OSHA's Guidance on Protecting Workers from Zika Virus

December 14, 2016

Zika virus is primarily spread through bites from infected mosquitoes. Mosquitoes can become infected when they bite infected persons and can then spread Zika to other people they subsequently bite. There have been more than 100 locally transmitted cases of Zika in Florida since the end of July 2016,1 and all US states, with the exception of Alaska, have had travel-associated cases of Zika. Outdoor workers may be at the greatest risk of occupational exposure to Zika. As a result, OSHA has issued guidance to employers in order to help protect workers.2

OSHA recommends that employers train workers about their risks of exposure to Zika through mosquito bites and direct contact with infectious blood and other bodily fluids and how to protect themselves. Employers should also provide information about Zika virus infection, including modes of transmission and possible links to birth defects, to workers who are pregnant or may become pregnant or whose sexual partners are or may become pregnant.

Infection and Transmission

During the first week of infection, Zika can be detected in the blood and is capable of being spread from an infected person to a mosquito that feeds on that person.  Infected mosquitoes can then spread the virus to other people through bites.  In some instances, having direct contact with infectious blood or other bodily fluids (such as through sexual transmission) of an infected person may result in transmission of the virus.  Zika can also be spread from a pregnant woman to her fetus and has been linked to a serious birth defect of the brain called microcephaly in babies of mothers who had Zika while pregnant.

OSHA has communicated the below recommendations through their article Interim Guidance for Protecting Workers from Occupational Exposure to Zika Virus.

OSHA Recommended Employer and Employee Actions

  • Employers should ensure that supervisors and all potentially exposed workers are aware of the symptoms of Zika, which include fever, rash, muscle or joint pain, headache (especially with pain behind the eyes), and pink or red eyes.
  • Employers should provide insect repellents and encourage their use.
  • Employers should provide workers with, and encourage them to wear, clothing that covers their hands, arms, legs, and other exposed skin.  In warm weather, workers should consider wearing lightweight, loose-fitting clothing and/or hats with mosquito netting to protect the face and neck.
  • Employers and employees should get rid of sources of standing water (e.g., tires, buckets, cans, bottles, barrels) whenever possible to reduce or eliminate mosquito breeding areas.
  • If requested by a worker, employers should consider reassigning anyone who indicates she is or may become pregnant, or who is male and has a sexual partner who is or may become pregnant, to indoor tasks to reduce their risk of mosquito bites.
  • Employers should train workers to seek medical evaluation if they develop symptoms of Zika.
  • Employers should consider options for granting sick leave during the infectious period, which is typically during the first week of illness. During this time, infected workers should protect themselves and others from mosquito bites.
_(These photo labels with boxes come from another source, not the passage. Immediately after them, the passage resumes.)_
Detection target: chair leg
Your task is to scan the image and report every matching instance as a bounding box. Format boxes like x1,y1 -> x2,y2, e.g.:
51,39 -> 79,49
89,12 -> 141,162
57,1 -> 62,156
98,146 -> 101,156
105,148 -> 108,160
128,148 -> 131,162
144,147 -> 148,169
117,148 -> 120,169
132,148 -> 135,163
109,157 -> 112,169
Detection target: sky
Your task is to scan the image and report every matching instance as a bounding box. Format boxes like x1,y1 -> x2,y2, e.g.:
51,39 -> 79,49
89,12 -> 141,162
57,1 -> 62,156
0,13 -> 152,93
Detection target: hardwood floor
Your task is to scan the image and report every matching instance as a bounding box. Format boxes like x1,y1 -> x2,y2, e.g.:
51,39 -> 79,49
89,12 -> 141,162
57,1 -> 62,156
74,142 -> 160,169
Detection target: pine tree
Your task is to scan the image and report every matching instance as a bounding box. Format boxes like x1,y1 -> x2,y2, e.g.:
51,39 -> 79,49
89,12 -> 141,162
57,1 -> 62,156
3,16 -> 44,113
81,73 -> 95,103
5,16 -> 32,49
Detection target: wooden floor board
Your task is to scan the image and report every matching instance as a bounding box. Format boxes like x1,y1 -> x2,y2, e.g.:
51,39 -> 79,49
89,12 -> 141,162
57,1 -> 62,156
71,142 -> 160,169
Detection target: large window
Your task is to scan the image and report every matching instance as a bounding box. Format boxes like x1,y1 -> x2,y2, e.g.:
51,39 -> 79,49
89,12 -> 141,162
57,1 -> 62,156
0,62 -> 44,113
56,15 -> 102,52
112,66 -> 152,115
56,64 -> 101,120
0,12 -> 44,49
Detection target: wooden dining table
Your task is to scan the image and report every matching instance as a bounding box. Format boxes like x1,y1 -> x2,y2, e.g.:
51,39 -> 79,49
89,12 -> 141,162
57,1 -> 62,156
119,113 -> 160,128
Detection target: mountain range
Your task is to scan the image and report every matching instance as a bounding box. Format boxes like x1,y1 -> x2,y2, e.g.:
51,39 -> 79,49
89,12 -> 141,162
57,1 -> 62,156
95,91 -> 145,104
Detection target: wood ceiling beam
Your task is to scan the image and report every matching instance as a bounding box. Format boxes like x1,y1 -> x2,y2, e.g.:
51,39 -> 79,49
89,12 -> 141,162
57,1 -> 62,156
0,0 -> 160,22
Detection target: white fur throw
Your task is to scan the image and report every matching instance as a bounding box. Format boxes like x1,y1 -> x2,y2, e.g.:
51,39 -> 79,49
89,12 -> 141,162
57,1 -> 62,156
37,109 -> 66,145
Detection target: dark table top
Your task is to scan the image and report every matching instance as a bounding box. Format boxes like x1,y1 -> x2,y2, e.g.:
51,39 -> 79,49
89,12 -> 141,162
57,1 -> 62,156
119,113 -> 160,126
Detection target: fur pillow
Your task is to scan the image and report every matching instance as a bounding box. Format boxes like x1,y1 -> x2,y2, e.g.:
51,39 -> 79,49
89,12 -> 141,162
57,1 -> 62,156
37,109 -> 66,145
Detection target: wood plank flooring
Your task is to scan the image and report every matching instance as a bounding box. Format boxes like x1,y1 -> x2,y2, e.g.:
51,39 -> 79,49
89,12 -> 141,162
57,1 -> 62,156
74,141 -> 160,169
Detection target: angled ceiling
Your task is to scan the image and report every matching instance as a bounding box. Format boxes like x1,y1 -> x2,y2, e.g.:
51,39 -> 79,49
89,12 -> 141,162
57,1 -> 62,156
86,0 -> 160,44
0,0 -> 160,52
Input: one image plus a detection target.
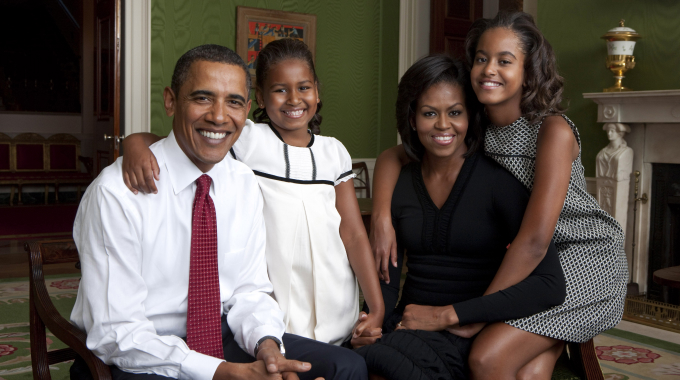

OSHA Guidance on Use of Insect Repellents

  • Always follow label precautions when using insect repellent.
  • Use insect repellent containing an EPA-registered active ingredient. Research suggests that repellents containing DEET or picaridin typically provide longer-lasting protection than other products, and oil of lemon eucalyptus provides longer-lasting protection than other plant-based repellents.  Permethrin is another long-lasting repellent that is intended for application to clothing and gear, but not directly to skin.
  • Choose a repellent that provides protection for the amount of time that the worker will be outdoors. In general, the more active ingredient (higher concentration) a repellent contains, the longer it will protect against mosquito bites. Studies suggest that concentrations of DEET above approximately 50 percent do not offer a marked increase in protection time against mosquitoes; DEET efficacy tends to plateau at a concentration of approximately 50 percent.
  • Do NOT spray aerosol or pump products in enclosed areas.
  • Do NOT spray insect repellent on skin that is under clothing.

See Debra Goldschmidt, Hurricane Matthew could help Zika fight, CNN (last updated Oct. 8, 2016).
Interim Guidance for Protecting Workers from Occupational Exposure to Zika Virus, OCCUPATIONAL SAFETY AND HEALTH ADMINISTRATION (last visited Oct. 11, 2016).